When You’re Not Okay, You Can Still Write.
Sometimes, it’s the best thing for you.

I’m going to be honest with you here. Yesterday was the first day in a long time that I have actively wished that I had some way to put myself out of pain. I wanted with a raw and desperate edge the hydrocodone or benzos I used to take in years past back when I suffered from such horrible depression and anxiety that I’d gobble up my back and psychiatric meds, self-medicating just so I didn’t have to be in my head for a couple of hours.
But I didn’t.
And when I woke up feeling the same way again this morning at 4 a.m., I didn’t then, either.
I cried for hours yesterday. I cried for so long and so hard that my eyes are swollen and achy. I’m crying right now as I write this, because all of my insides feel like they’ve been ripped out of my body and I am so heartsick. I cried for so long that I vomited because I had so many toxins inside me. Because I was gagging on the phlegm.

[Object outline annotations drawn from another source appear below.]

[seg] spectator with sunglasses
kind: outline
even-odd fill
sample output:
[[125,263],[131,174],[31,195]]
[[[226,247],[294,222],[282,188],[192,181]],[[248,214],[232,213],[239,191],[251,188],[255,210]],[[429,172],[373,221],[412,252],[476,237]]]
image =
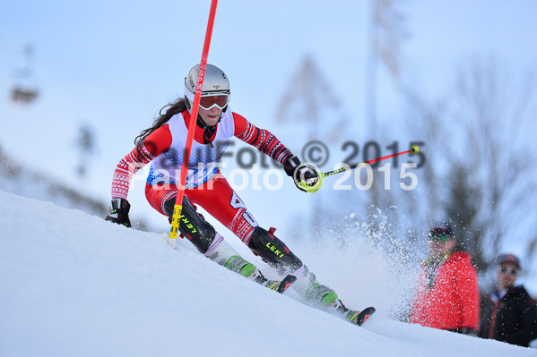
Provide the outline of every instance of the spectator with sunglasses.
[[477,335],[480,295],[477,273],[468,252],[455,251],[451,226],[437,224],[429,234],[410,322],[466,335]]
[[[197,250],[230,270],[282,292],[292,288],[308,303],[337,312],[347,320],[361,324],[374,312],[347,309],[328,286],[320,284],[307,267],[274,235],[274,228],[259,226],[245,203],[221,174],[217,162],[223,157],[230,140],[236,137],[252,145],[282,166],[295,185],[314,191],[318,172],[303,165],[271,132],[257,128],[230,107],[230,81],[218,67],[207,64],[202,88],[199,113],[192,117],[200,65],[194,66],[185,78],[184,97],[164,106],[152,127],[135,139],[136,147],[116,167],[112,180],[110,214],[106,219],[130,226],[127,193],[134,174],[151,162],[145,195],[151,206],[171,219],[179,185],[183,155],[195,122],[194,140],[183,199],[179,231]],[[204,208],[211,216],[235,234],[256,255],[273,267],[282,280],[268,280],[253,264],[243,259],[204,217],[197,212]]]
[[524,286],[515,286],[520,270],[520,259],[514,254],[498,257],[498,289],[481,302],[480,337],[524,347],[537,339],[536,302]]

Then I got up this morning and I wrote.
I’m not telling you any of this because I want you to feel sorry for me. Nor am I telling you any of this because I want you to pat me on the back. I don’t want your pity, and I don’t want your kudos. What I want is for you to know that you can do it, too.
There have been so many days like this in my life, and I know you’ve had them, too. I see you. I feel your pain, and I’m right there with you. We can do this. It‘s not possible every day to get up and write…and that’s okay, too. But the important thing is that every day, the page is there for us. The page is there for us when nothing and no one else is. The page is there when things are going great, and when things are going really, desperately wrong. The page is always there, and the great equanimity of it is that it’s just as rewarding either way.
The page gives back what you put into it. The more difficult it is for you when you do show up, the more you’ll get back by having done so.
Writers write. It’s that simple. I’m not necessarily glad I’m here, but I am here, and I have a voice that no one can take away from me — and so do you. Your voice is one of a kind, and the world needs you to use it. We need to hear what you have to say. You were sent here to make a contribution, and you’re the only one who can contribute your own particular, singular piece of the global conversation.
So please, come, write.
Maybe we can all write our way out of whatever’s ailing us…together.
Then we won’t be alone anymore, either.